Po ponad dwóch latach Prokuratura Okręgowa w Krośnie umorzyła śledztwo w sprawie pożaru w zakładzie Ciarko w Sanoku. Śledczy wykluczyli, że doszło do podpalenia lakierni. Po analizie zebranego materiału, w tym opinii biegłych, jednoznacznie ustalono, że zawiniła technika.
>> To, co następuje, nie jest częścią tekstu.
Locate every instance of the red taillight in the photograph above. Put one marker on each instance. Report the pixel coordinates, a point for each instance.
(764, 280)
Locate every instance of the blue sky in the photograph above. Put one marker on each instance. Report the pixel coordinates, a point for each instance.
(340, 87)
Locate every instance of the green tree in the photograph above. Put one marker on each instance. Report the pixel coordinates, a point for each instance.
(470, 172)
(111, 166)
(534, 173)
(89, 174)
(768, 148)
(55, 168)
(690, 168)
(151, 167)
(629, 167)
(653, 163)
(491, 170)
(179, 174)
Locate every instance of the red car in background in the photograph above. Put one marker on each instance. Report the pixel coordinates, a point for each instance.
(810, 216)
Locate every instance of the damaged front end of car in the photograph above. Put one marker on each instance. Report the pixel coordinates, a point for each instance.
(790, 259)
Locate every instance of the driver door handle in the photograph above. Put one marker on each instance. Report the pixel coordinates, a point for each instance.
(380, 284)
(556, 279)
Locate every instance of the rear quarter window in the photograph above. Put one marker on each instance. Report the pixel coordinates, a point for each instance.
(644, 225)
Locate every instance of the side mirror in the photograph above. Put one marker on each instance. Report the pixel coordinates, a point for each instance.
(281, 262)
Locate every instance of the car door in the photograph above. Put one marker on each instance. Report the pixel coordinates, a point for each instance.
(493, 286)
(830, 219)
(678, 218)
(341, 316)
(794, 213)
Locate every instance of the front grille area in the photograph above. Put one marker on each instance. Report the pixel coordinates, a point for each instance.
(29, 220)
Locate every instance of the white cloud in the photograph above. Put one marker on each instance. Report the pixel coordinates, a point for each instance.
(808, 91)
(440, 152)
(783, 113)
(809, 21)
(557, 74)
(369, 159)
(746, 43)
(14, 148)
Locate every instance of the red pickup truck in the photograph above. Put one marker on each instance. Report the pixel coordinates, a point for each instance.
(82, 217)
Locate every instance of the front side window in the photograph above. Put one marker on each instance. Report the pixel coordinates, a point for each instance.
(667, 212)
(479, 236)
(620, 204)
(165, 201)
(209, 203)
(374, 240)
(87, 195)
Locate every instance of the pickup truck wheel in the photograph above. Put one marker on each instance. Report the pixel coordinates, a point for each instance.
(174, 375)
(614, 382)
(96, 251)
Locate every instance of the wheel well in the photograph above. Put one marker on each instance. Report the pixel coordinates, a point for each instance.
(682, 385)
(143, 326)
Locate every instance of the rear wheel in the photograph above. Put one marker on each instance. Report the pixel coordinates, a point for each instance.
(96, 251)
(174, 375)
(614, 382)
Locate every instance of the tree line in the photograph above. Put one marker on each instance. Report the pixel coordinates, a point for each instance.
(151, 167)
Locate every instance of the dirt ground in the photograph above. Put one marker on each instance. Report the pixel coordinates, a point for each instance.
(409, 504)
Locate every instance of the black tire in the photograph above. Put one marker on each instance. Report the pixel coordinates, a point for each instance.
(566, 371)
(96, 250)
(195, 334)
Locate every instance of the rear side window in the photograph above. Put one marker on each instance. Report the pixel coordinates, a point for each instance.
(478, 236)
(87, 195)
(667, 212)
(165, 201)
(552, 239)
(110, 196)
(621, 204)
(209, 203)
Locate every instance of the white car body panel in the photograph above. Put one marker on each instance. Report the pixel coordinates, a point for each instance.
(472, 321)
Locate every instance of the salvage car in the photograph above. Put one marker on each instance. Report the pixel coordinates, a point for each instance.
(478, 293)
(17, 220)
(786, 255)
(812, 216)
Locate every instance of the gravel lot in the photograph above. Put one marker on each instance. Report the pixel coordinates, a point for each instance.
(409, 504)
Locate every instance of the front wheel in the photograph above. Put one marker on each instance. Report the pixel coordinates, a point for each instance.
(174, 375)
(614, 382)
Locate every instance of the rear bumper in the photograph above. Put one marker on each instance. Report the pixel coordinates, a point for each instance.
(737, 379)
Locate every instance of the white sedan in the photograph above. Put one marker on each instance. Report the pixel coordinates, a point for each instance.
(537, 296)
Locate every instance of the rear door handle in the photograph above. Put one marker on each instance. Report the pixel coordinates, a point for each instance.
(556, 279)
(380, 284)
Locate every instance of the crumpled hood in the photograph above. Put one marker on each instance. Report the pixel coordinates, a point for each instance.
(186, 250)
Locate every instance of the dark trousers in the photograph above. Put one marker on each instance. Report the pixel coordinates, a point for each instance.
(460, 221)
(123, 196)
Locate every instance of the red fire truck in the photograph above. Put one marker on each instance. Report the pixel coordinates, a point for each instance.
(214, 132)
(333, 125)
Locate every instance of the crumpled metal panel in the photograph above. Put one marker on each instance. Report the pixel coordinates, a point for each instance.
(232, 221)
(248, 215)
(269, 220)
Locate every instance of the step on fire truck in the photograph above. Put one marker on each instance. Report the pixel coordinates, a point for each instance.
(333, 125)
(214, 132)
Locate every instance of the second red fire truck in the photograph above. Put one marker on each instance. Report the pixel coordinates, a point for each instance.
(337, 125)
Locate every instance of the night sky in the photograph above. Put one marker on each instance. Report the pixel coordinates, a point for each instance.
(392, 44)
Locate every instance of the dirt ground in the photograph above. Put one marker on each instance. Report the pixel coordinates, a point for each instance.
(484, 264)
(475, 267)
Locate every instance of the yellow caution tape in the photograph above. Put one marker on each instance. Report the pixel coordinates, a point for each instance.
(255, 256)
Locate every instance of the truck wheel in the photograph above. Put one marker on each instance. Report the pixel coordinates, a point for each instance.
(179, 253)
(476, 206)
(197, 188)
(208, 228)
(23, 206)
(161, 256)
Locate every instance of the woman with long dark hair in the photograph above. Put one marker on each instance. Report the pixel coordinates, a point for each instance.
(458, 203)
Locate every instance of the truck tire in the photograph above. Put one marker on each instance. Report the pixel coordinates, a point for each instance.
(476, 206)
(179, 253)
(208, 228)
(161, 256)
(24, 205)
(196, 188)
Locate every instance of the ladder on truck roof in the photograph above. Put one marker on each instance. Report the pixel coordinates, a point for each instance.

– Przyczyną pożaru było zatarcie łożyska silnika dmuchawy w kabinie lakierni. Dlatego też prokurator prowadzący śledztwo uznał, że to zdarzenie miało charakter losowy, niezależny od zdolności obsługowych, czy też od nadzoru człowieka. Ustalono też, że w zakładzie Ciarko znane i przestrzegane były zasady bezpieczeństwa pożarowego – powiedziała nam prokurator Marta Kolendowska-Matejczuk, rzeczniczka Prokuratury Okręgowej w Krośnie.
Ogień w lakierni Ciarko gasiło 20 zastępów straży pożarnej z Krosna, Jarosławia i Brzozowa. Zatrudniającej kilkaset osób firmie produkującej okapy i pochłaniacze udało się wyjść na prostą dzięki przeorganizowaniu produkcji i przeniesieniu jej do innych hal.